筆記: Immediate WAF and malware scanning protection lets you focus on patching safely without the pressure of attack traffic.


Your Immediate Action Checklist

  1. Inventory: Locate all sites with the vulnerable YourMembership SSO plugin and check versions.
  2. Patch: Apply updates immediately if fixed versions exist.
  3. Disable: Temporarily deactivate plugin where patching isn’t possible.
  4. 防火牆: Deploy recommended WAF and server rules as shown above.
  5. Monitor: Review logs for evidence of suspicious calls to moym_display_test_attributes.
  6. Block: Temporarily block offending IPs pending investigation.
  7. Scan: Conduct thorough malware scans for signs of compromise.
  8. 備份: Secure clean backups after remediation steps.
  9. Harden: Enforce strict permission and capability checks in custom code.
  10. Consider Managed Protection: Enable Managed-WP’s firewall and virtual patching if immediate fixes are not feasible.

Example Attack Scenario

Attackers routinely scan the internet for vulnerable plugins. Upon discovering a site with the YourMembership Single Sign On plugin version ≤ 1.1.7, they exploit the unprotected moym_display_test_attributes function to extract sensitive internal attribute data. This intelligence is then used to craft tailored follow-up attacks, such as credential spraying, phishing campaigns, or probing other internal endpoints, increasing the likelihood of severe breaches.

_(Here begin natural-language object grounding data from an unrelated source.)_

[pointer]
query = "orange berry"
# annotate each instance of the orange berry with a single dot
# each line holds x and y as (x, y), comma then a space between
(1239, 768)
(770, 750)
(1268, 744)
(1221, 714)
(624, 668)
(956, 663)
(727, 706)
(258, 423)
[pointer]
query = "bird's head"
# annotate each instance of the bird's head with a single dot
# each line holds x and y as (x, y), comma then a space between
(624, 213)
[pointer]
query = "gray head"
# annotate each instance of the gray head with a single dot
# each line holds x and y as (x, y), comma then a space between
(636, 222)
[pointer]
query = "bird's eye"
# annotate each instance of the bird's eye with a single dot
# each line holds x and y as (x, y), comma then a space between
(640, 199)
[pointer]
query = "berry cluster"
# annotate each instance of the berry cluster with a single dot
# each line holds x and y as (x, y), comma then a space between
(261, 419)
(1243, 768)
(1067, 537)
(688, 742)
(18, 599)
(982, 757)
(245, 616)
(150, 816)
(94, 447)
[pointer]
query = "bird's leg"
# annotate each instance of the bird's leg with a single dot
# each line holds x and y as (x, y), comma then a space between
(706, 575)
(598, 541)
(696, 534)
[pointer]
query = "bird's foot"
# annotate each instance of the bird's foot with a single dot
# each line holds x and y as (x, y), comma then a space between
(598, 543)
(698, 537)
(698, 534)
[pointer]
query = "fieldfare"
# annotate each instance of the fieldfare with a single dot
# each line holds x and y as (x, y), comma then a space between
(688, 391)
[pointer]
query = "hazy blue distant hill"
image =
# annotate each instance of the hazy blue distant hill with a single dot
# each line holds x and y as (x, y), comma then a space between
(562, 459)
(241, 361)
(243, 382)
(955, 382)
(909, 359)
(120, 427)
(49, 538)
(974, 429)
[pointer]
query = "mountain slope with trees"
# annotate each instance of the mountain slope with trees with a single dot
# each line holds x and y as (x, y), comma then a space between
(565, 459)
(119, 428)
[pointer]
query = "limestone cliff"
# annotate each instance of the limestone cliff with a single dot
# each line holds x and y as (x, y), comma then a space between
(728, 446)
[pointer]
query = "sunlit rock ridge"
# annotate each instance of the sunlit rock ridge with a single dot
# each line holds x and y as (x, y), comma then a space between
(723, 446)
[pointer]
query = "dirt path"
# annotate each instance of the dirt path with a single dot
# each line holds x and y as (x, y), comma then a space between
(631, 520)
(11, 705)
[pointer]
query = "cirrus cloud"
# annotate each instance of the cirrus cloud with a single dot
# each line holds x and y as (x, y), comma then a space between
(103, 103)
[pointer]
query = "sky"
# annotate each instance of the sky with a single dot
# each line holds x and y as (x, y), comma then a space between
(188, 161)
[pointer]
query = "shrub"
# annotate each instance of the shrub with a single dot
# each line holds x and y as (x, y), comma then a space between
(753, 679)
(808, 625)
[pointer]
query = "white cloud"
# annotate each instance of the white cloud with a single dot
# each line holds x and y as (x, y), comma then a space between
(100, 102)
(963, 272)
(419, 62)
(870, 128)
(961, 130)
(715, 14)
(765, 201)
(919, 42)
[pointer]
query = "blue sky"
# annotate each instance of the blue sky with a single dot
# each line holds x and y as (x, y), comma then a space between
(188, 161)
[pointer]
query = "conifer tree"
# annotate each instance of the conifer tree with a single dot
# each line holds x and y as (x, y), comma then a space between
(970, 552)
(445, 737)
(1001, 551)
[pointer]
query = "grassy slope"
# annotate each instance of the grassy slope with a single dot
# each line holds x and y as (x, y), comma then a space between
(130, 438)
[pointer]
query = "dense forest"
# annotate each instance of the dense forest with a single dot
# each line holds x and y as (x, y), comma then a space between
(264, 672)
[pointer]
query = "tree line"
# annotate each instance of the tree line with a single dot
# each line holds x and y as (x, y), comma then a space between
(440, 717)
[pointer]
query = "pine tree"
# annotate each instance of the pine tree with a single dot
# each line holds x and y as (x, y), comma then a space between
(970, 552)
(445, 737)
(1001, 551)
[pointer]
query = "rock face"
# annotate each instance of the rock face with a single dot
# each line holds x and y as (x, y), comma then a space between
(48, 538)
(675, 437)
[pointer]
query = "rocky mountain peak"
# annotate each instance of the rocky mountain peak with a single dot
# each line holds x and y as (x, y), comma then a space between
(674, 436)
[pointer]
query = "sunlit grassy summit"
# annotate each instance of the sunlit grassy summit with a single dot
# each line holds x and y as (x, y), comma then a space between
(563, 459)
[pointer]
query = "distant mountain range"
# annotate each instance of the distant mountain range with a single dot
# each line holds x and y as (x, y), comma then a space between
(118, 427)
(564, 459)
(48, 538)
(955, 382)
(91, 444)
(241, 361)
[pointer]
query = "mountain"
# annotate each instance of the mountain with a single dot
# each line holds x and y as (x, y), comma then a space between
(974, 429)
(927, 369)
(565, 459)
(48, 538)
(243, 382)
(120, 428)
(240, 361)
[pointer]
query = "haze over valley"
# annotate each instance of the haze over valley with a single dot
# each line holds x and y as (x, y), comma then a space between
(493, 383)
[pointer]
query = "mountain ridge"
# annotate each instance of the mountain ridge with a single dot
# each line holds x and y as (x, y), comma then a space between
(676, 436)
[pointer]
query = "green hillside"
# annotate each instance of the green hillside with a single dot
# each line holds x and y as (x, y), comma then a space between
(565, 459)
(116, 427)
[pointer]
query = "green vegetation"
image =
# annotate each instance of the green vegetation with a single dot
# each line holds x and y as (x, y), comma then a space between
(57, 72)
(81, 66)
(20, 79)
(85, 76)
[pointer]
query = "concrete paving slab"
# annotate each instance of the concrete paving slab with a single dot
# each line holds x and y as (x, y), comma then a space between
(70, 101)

Implementing blocks on this initial exposure effectively closes a critical reconnaissance vector, significantly interrupting attackers’ tactics.


Final Notes from Managed-WP Security Experts

Broken access control vulnerabilities like this often result from insufficient development discipline or improper release processes. While plugin authors carry the primary responsibility for secure code, site owners must adopt a security-first mindset—regularly inventorying plugins, enforcing strong controls, and monitoring for anomalies.

Managing multiple WordPress sites calls for automated vulnerability scanning and virtual patching capabilities. Though no replacement for secure coding, managed WAF services provide an essential defense layer, blocking automated scans and exploit attempts while permanent fixes are prepared.

If you require expert assistance in applying mitigations, configuring firewall rules, or tailoring protections to your environment, Managed-WP offers comprehensive support. Our Free plan delivers immediate baseline security so you can act decisively under pressure.

Stay vigilant, update promptly, and treat any unexpected public-facing admin functionality as a critical incident.